Science -- Your Future, Scotland's Future
SCI-FUN Roadshow Exhibits -- Coanda Effect
In this exhibit you learn about how moving air clings to curved surfaces.

When moving gas (or liquid) is directed at a curved object, such as a ball, the airstream (or stream of liquid) will follow the surface of the object, and will have a tendency to pull the object into the airstream. This is called the Coanda Effect.

The Coanda Effect is often used in engineering. It can be used to more successfully move vehicles through air or water, or to move gases or liquids through a system.

Aeroplane wings are often designed to curve the air over the top of the wing, and lift the aeroplane up.
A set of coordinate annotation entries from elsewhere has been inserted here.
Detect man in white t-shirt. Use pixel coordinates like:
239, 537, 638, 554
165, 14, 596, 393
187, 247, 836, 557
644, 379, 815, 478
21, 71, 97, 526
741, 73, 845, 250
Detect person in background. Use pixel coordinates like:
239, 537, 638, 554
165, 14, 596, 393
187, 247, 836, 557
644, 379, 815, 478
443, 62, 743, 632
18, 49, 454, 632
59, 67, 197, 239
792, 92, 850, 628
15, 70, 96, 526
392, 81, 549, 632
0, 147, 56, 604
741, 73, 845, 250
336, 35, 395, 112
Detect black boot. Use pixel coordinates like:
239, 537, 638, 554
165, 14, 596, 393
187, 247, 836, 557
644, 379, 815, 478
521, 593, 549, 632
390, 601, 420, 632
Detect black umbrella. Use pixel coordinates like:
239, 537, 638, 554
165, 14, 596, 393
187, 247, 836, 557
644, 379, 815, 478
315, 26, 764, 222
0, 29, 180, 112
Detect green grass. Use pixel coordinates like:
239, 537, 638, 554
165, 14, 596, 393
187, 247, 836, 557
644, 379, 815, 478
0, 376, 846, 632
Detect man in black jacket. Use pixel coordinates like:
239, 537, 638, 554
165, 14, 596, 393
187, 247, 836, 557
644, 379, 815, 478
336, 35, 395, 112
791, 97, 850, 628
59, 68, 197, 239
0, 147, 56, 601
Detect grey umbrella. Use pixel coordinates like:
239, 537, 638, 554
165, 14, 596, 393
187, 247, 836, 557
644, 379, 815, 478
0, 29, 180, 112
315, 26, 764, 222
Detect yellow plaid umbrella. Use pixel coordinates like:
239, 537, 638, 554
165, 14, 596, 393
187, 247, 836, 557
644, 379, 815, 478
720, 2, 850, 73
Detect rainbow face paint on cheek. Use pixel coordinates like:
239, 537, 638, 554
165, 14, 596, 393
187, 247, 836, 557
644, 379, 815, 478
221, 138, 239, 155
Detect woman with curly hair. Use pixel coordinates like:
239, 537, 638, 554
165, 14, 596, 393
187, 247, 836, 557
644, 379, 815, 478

This type of wing has been used on various aircraft, and they sometimes use fans to provide high speed air to move over the wing surface.

The Coanda Effect is used to make more effective air conditoners. Because cold air falls, air conditioners are usually mounted near the ceiling. Air can be pumped so that it moves along the ceiling for a while, before it drops to the ground. This means that the cold air can spread out to cool more of the room.

We can also apply our knowledge of the Coanda Effect to weather systems. It has been shown that winds can curve around mountains, and winds show interesting effects in mountain ranges.

Our bodies also make use of the Coanda Effect. The curved surfaces in an unborn baby's (foetus') heart cause the blood flow to be split in two, so that it can go to two different places. In people with damaged heart valves, we can see that the blood follows the curves of the heart, due to the Coanda Effect.

The Coanda Effect can sometimes be a problem. Large boats use propellers on either side of the bow (front of the boat) to turn. These propellers push water out to the side, causing the boat to turn in the opposite direction. However, if the boat is moving quite fast, the water flow from the side propellers will just follow the hull of the boat, so it won't turn.

1 When moving gas is directed at a ________ object, the airstream will follow the ________ of the object.
2 How do aeroplanes use the Coanda Effect?
3 Why are air-conditioners often placed near the ceiling?
4 How does the blood flow get split in two in the heart of a foetus?
5 What do propellers on either side of the bow of a boat do?
6 Can you think of any other circumstances when the Coanda Effect might occur?

1 Recreate the Coanda Effect exhibit with a ping-pong ball and a hairdryer. On the cold setting, point a hairdryer upwards to keep a ping-pong ball in the air. Then slowly tilt the hairdryer to the side, and you'll see that the ping-pong ball stays up in the stream of air.
2 Place a can in front of a lit candle. Blow directly onto the can. Your breath will curve around the surface of the can, and put out the candle on the other side.